Grâce aux recherches historiques que j’ai réalisées sur le contexte politique, j’ai découvert beaucoup de choses que j’ignorais jusque-là. Pour cette raison le film fut pour moi une expérience révélatrice en même temps qu’il me mettait en lien avec des choses connues. Ainsi, ce fut une période sombre pour les sportifs qui se voyaient privés de tout horizon international en raison de l’isolement du pays. Les conflits de mes personnages sont en revanche universels : on peut parler à la fois de liberté, d’exclusion sociale… Ces thèmes universels sont placés dans le contexte particulier du Cuba des années 1980.
C. L. : Pouvez-vous parler de votre expérience dans la musique et la vidéo d’art ?
P. G. : Une partie de ma carrière est profondément liée à la musique. J’ai étudié les arts visuels et lorsque je me consacrais à la peinture, j’ai commencé à incorporer la vidéo dans une recherche expérimentale. Ensuite, j’ai commencé à étudier la dramaturgie cinématographique et à mélanger mes différentes sources artistiques qui me permettaient d’accéder à un autre niveau de réalité. J’ai réalisé plusieurs vidéos artistiques musicales à Cuba. Ensuite, la plupart de mes documentaires étaient musicaux. La musique m’a toujours accompagné : il y a en permanence de la musique dans mon intimité. Yotuel Romero, qui interprète le boxeur dans le film, est le leader d’un groupe de rap très populaire à Cuba : les Orishas.
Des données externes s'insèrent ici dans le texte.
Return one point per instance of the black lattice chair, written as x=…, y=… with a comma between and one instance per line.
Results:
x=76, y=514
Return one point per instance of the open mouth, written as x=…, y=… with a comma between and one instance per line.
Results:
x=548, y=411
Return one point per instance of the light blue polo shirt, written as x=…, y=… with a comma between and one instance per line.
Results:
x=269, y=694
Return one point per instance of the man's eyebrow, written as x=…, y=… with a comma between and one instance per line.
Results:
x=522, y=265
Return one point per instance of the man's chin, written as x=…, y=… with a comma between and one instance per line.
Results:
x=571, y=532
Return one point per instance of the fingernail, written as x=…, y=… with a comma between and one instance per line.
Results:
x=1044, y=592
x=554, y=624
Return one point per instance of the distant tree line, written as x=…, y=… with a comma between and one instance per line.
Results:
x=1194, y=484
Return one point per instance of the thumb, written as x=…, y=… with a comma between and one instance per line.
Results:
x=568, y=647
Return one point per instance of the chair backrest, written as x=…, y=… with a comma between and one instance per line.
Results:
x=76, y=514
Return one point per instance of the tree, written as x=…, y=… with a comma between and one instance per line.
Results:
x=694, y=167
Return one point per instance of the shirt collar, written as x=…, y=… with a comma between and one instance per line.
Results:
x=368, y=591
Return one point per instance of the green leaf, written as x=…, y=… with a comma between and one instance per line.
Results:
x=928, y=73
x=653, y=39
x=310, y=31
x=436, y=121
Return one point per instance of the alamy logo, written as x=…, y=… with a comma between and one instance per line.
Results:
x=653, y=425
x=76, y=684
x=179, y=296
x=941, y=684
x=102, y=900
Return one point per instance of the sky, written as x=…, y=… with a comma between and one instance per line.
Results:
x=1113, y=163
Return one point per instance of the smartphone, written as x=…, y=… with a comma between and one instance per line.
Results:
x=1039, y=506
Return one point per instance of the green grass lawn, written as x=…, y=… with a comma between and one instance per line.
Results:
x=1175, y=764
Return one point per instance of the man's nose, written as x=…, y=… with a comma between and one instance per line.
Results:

Il a été le producteur musical de grandes stars de la musique latino comme Ricky Martin et a eu sa propre carrière de chanteur en solo. J’ai toujours eu confiance dans la force de son jeu scénique. C’est l’un des acteurs les plus disciplinés, entraînés et le moins paranoïaque avec lequel j’ai travaillé dans ma vie. Le second acteur, Armando Miguel, est aussi empirique : il vient d’un groupe d’acteurs amateurs et détient une force intérieure d’expression tout à fait remarquable.
C. L. : Comment avez-vous travaillé avec Alejandro Brugués (réalisateur de Juan de los Muertos) qui a coécrit le scénario ?
P. G. : Alejandro Brugués est un très bon ami, même si nous avons des goûts cinématographiques différents : il aime des films que je déteste et vice et versa. Alejandro Brugués et Pierre Edelman ont en réalité travaillé sur la première étape du scénario. Durant les six ans d’écriture, le scénario a beaucoup changé mais a toujours conservé la même colonne vertébrale. Alejandro Brugués devait être le producteur du film mais il a été pris entre temps par son propre film, Juan de los Muertos. J’ai donc recherché de mon propre côté un autre producteur. À partir de là, le scénario a grandement évolué : j’ai eu l’opportunité de travailler avec Senel Paz, le scénariste de Fraise et chocolat [Tomás Gutiérrez Alea, Juan Carlos Tabío, 1993] et d’autres encore qui m’ont beaucoup aidé à solidifier la structure dramaturgique du film à travers surtout les personnages secondaires. En revanche, l’histoire du boxeur Horacio Romero est celle que nous avons inventée avec Alejandro [Brugués] un soir sur la plage en buvant quelques bières.